Executing Resolution Authority: If the FDIC starts to resolve a failing financial company using its liquidation powers, what strict, legal limitations does it have to follow? There’s a section titled “Mandatory Terms and Conditions for all Orderly Liquidation Actions” (Sec. 206) that can give us a start. If there’s a liquidation, the FDIC has to wipe out shareholders if necessary (“ensure that the shareholders of a covered financial company do not receive payment until after all other claims and the Fund are fully paid”) and hit creditors (“ensure that unsecured creditors bear losses in accordance with the priority of claim provisions”). The government isn’t allowed to redo TARP or AIG and buy equity in the firm to keep it alive (“not take an equity interest in or become a shareholder of any covered financial company or any covered subsidiary”). The FDIC can’t act for “the purpose of preserving the covered financial company.”
They also have to fire management (“ensure that management responsible for the failed condition of the covered financial company is removed”) and fire board members (“ensure that the members of the board of directors…are removed”) by law. There’s explicit legal language to allows FDIC to claw back compensation (Sec. 210, “may recover from any current or former senior executive or director substantially responsible for the failed condition of the covered financial company any compensation received during the 2-year period preceding”). It’s difficult to imagine a firm really excited about going through such a procedure.
The Problem: Dodd-Frank goes out of its way to pre-commit against further bailouts. The problem with pre-committing against bailouts isn’t Dodd-Frank; it’s that the financial sector broadly will be too unstable and that Dodd-Frank won’t have sufficient reforms in place to keep that in check. Remember the bailouts of 2008 were the results of GOP-appointed Hank Paulson, GOP-appointed Sheila Bair and GOP-appointed Ben Bernanke, all with the support of a Bush White House-sponsored EESA, going to Congress and asking that an emergency bill be passed to allow for TARP. Dodd-Frank cannot prevent that from happening again no matter what its precommittments are. No law can prevent Congress from acting in such a way. The best that can be done is set up the basic legal structures of the financial industry to make it so it isn’t prone to collapse and abuses, and when there is failure to make sure losses are allocated in a fair way. Stein also proposes that “One way to signal this intent would be phasing out deposit insurance, a cornerstone of the government’s involvement in ‘safeguarding’ the financial system.” Mark Calabria at Cato has called for capping deposit insurance access from its current 10 percent to 5 percent as anti-TBTF policy; Tim Carney and Matt Yglesias like this idea as well.

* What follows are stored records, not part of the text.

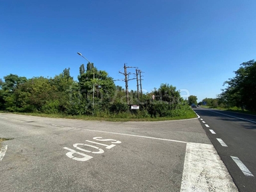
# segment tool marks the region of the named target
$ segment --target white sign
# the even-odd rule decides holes
[[[131,106],[131,108],[132,109],[140,109],[140,106],[139,106],[133,105],[133,106]]]
[[[111,145],[106,145],[106,144],[103,144],[101,143],[98,143],[98,142],[95,142],[95,141],[89,141],[89,140],[86,140],[85,141],[86,142],[89,142],[91,143],[94,143],[94,144],[98,144],[102,146],[104,146],[106,147],[106,148],[107,149],[110,149],[112,147],[114,147],[115,146],[116,146],[116,145],[114,145],[113,143],[115,144],[119,144],[121,143],[122,142],[120,141],[118,141],[118,140],[112,140],[112,139],[102,139],[102,137],[94,137],[93,139],[94,140],[96,141],[110,141],[110,143],[111,143]],[[78,147],[80,146],[80,147]],[[79,151],[82,151],[83,152],[86,152],[86,153],[91,153],[91,154],[103,154],[104,152],[104,150],[102,148],[100,148],[97,147],[93,146],[93,145],[88,145],[88,144],[84,144],[84,143],[76,143],[73,145],[73,147],[74,148],[76,148],[76,149],[79,150]],[[84,149],[84,148],[81,148],[81,147],[86,147],[87,149]],[[95,149],[97,150],[97,151],[91,151],[90,150],[88,150],[88,148],[90,147],[92,148],[94,150],[95,150]],[[92,156],[87,155],[87,154],[84,154],[84,153],[82,153],[81,152],[78,152],[76,151],[75,150],[69,148],[68,147],[63,147],[64,149],[67,149],[67,150],[69,150],[69,152],[68,152],[66,154],[66,156],[68,156],[69,158],[72,159],[76,161],[86,161],[88,160],[91,159],[92,158],[93,158]],[[73,154],[78,154],[80,156],[81,156],[81,157],[74,157],[73,156]],[[77,156],[77,155],[76,155],[76,156]]]

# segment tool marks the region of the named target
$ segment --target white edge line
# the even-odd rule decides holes
[[[254,177],[254,175],[249,171],[249,170],[247,168],[247,167],[243,163],[242,161],[237,157],[234,157],[234,156],[230,156],[231,158],[235,161],[236,164],[238,166],[238,167],[240,168],[240,170],[243,172],[243,173],[244,174],[244,175],[246,176],[250,176],[250,177]]]
[[[120,134],[120,135],[125,135],[125,136],[130,136],[147,138],[147,139],[158,140],[162,140],[162,141],[173,141],[173,142],[182,143],[188,143],[188,142],[182,141],[167,140],[167,139],[163,139],[163,138],[153,138],[153,137],[148,137],[148,136],[140,136],[140,135],[136,135],[136,134],[129,134],[118,133],[118,132],[108,132],[108,131],[97,131],[97,130],[92,130],[92,129],[83,129],[83,130],[86,130],[86,131],[95,131],[95,132],[106,132],[106,133],[111,133],[111,134]]]
[[[212,129],[209,129],[209,131],[210,131],[212,133],[212,134],[216,134],[216,132],[214,132],[214,131],[213,131]]]
[[[225,143],[224,141],[221,139],[217,138],[217,140],[218,140],[218,141],[220,142],[220,145],[221,145],[223,147],[228,147],[227,145],[227,144]]]
[[[5,152],[7,150],[7,145],[1,148],[1,151],[0,151],[0,161],[2,161],[3,158],[4,157],[5,155]]]

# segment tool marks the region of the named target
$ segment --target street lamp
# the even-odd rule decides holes
[[[86,58],[84,58],[81,52],[77,52],[77,54],[79,56],[81,56],[81,57],[83,57],[87,61],[88,61],[90,64],[92,64],[92,63],[90,62],[90,61],[88,60],[87,60]],[[93,96],[92,96],[92,116],[94,116],[94,78],[95,78],[95,77],[94,77],[94,67],[92,65],[92,67],[93,68]]]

Let’s graph out the size of major financial institutions in both their deposit and non-deposit dimensions, using a chart I use to help explain the SAFE Banking Act that would Break Up the Banks:
If we had to place Lehman Brothers or Bear Stearns, the shadow banks that caused the market panic, the shadow banks that need to be folded under traditional banking regulations, on this graph, it would clock in more like Morgan Stanley than Wells Fargo. You could proceed with such a 5% cap on deposit liabilities – though Treasury would tell you that it just forces banks to go into the more prone-to-panic and poorly regulated non-deposit/repo market for funding, as you can see from Bank of America above – but it would regulate Wells Fargo more than it would regulate firms like Citigroup, Goldman Sachs or Morgan Stanley, or the firms where the focus should be.